My thoughts: This was a great sequel. It's funny, I found Ave Maria frustrating in the first book and I found her frustrating here, but it was okay - after all, you get frustrated with real people even when you like them, why not people in a book? The most frustrating thing was that both Jack and Ave Maria come very close to having affairs and this saddened me - Jack's temptation comes first and I was angry at him and then of course I was really mad at Ave Maria, because, hello, she's been worrying about Jack doing it to her! I wanted to slap some sense into her.

But their relationship is very complicated, it seems. He blamed her for a lot of their problems and then she blamed herself, but I felt more blame should have gone to him (not that she was blameless, but neither was he). Ave Maria has a weird combination of low self esteem and self-reliance - she feels badly about herself yet feels she's always right - she runs everything well. But her husband isn't the kind of man to accept that kind of self-reliance and she did often show that, even if she thought she was trying, she wasn't really thinking about him. But I was upset that he refused to go on their planned trip to Italy (which really disappointed their daughter, which was unkind), yet it was Ave Maria's fault for not begging him to go with her. But even if it frustrated me, it was good to see a marriage portrayed as hard work and imperfect.
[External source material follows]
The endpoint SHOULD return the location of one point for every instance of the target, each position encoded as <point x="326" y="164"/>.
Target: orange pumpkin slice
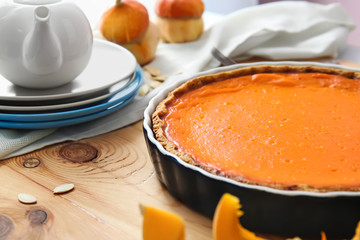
<point x="162" y="225"/>
<point x="226" y="223"/>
Even if I wanted them to live happily ever after, it was more satisfying to see them have a realistic relationship and work through their problems.

As the summary says, the supporting characters are still entertaining (although Theodore seems to have taken on a cruel-to-be-kind approach to their friendship, which I found a bit harsh at times). Pearl Grimes really comes into her own as a businesswoman and Iva Lou is still there to offer advice about men. Etta is a smart and lovely child to read about - the parts near the end where she's starting to think about makeup and boys are hilarious. Example, "I spent a lot of time with Peter [the almost-affair] in Italy this summer, Iva Lou," Etta says in an accent no one has heard since Grace Kelly used it in High Society.

The Gap setting is rendered wonderfully, it makes me want to visit the mountains of Virginia. And Trigiani's love affair with Italy continues, making it sound like a heavenly place to spend a summer.
Her snappy humour is in full force, there were lots of lines that made me laugh. For some reason, this was my favourite. Pearl is talking about reopening the pharmacy's soda fountain (and boy, do I wish I had one like it nearby, it sounds like wonderful fun!).

"The only place to gather in town is Hardy's. How many sausage biscuits can you eat?" I don't want to disappoint Pearl, but the answer to the question is: a lot. Brownie Polly holds the record - fourteen sausage biscuits in one Sunday morning.

The verdict: I'm definitely looking forward to spending more time in the Gap with the next book, Milk Glass Moon.

3 comments:

Beth F said...

This sounds like a great series. She's such a good author.

stacybuckeye said...

I have The Big Stone Gap checked out of the library right now.

tinylittlelibrarian said...

Beth - She really is, I'm glad to have found her.